Our ultimate goal is to cross pollinate ideas from the activities and priorities of different disciplines. With its unique format and reach, this workshop offers the opportunity to strengthen future approaches and unify practices moving forward. The HCI community at large can be a host to researchers from other disciplines with the goal of advancing multimodal interaction design for wearable, mobile, and pervasive computing. The organizing committee for this workshop (the authors list) is living proof that such inter-disciplinary collaborations are possible.

Topics

We are proposing to build upon the discussions started during our lively-debated and highly-engaging panel on speech interaction that was held at CHI 2013, which was followed by successful workshops (20+ participants each) on speech and language interaction, held at CHI 2014, 2016, and 2017. We aim to broaden the domain of this community-building activities to all types of interfaces for which voice communications may be suitable: desktops, mobiles, wearables, personal assistant robots, smart home devices. We propose several topics for discussions and activity:

  • What are the important challenges in using speech as a “mainstream” modality? Speech is increasingly available – can we characterize which applications speech is suitable or beneficial for?

  • What interaction opportunities are presented by the rapidly evolving mobile and wearable research areas?
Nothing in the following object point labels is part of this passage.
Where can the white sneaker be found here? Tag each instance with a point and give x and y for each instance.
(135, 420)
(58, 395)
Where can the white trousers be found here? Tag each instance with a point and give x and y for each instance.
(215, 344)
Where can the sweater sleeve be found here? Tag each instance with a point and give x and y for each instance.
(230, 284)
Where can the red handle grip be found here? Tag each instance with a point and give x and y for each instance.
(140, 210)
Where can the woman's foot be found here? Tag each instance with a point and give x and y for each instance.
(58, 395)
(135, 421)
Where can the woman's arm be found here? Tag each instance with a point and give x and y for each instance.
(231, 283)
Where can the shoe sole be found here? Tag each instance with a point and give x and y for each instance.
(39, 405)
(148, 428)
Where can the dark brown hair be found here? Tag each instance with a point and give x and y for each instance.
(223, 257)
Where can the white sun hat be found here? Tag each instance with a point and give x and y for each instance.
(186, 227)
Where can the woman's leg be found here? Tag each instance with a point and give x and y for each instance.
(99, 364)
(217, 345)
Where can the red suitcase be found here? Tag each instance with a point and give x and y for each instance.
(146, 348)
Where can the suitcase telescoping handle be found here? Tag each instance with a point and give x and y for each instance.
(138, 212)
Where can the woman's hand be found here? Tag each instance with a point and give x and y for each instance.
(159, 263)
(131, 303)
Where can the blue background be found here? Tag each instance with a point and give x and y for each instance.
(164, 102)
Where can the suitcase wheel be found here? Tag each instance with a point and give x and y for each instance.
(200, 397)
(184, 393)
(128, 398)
  • Can speech and multimodal increase usability and robustness of interfaces and improve user experience beyond input/output?

  • What can the MobileHCI community learn from Automatic Speech Recognition (ASR), Text-to-Speech Synthesis (TTS), and Natural Language Processing (NLP) research, and in turn, how can it help these communities improve the user-acceptance of such technologies? How can work in context and discourse understanding or dialogue management shape research in speech and multimodal UI? And can we bridge the divide between the evaluation methods used in HCI and the AI-like batch evaluations used in speech processing?
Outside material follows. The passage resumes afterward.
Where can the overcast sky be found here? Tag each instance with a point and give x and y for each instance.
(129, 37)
  • How can UI designers make better use of the acoustic-prosodic information in speech, such as emotion recognition or identifying users' cognitive states? How can this be translated into the design of empathic voice interfaces?

  • What are the usability challenges of synthetic speech? How can expressiveness and naturalness be incorporated into interface design guidelines, particularly in mobile or wearable contexts where text-to-speech could potentially play a significant role in users' experiences? And how can this be generalized to designing usable UIs for mobile and pervasive (in-car, in-home) applications that rely on multimedia response generation?
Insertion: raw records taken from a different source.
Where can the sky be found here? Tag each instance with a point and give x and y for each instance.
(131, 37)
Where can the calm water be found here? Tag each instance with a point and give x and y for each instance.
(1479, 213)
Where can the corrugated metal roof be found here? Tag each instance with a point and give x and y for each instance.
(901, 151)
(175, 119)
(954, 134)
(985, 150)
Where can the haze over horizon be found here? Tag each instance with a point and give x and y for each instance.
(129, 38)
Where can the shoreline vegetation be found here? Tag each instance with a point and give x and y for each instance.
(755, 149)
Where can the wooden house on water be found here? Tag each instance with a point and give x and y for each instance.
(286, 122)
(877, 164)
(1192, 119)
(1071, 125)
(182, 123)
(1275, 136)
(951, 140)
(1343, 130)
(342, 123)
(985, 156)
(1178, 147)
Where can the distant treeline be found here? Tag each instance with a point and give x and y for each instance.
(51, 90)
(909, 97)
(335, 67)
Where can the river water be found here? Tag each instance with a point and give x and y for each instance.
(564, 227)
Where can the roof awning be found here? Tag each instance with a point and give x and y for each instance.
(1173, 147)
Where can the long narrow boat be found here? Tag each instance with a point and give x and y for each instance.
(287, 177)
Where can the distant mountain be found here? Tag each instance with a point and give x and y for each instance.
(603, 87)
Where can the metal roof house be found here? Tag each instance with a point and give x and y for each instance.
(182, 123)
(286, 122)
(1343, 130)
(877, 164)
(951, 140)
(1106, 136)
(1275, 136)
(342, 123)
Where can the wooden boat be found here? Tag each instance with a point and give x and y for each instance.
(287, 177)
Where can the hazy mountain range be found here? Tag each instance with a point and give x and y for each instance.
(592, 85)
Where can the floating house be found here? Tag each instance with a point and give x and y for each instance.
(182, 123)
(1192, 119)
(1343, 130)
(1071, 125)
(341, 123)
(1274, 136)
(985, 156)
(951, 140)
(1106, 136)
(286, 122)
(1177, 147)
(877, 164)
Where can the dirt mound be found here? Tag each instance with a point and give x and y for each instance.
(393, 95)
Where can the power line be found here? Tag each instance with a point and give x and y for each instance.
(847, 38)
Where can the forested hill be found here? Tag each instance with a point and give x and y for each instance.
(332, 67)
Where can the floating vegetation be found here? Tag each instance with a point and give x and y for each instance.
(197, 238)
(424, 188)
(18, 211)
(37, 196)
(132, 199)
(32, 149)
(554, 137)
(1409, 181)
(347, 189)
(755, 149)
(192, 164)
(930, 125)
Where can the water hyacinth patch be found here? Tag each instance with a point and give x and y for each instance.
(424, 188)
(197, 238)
  • What are the opportunities and challenges for speech and multimodal interaction with regards to spontaneous access to information afforded by wearable and mobile devices? And what are the privacy concerns, e.g. with using such modalities in a secure and personal manner?

  • Are there particular challenges when interacting with emerging devices such as smart home / ambient personal assistants / conversational interfaces?

  • What are the implications for the design of speech and multimodal interaction presented by new contexts for wearable use, including hands-busy, cognitively demanding situations, or unintentional use (in the case of body-worn sensors)?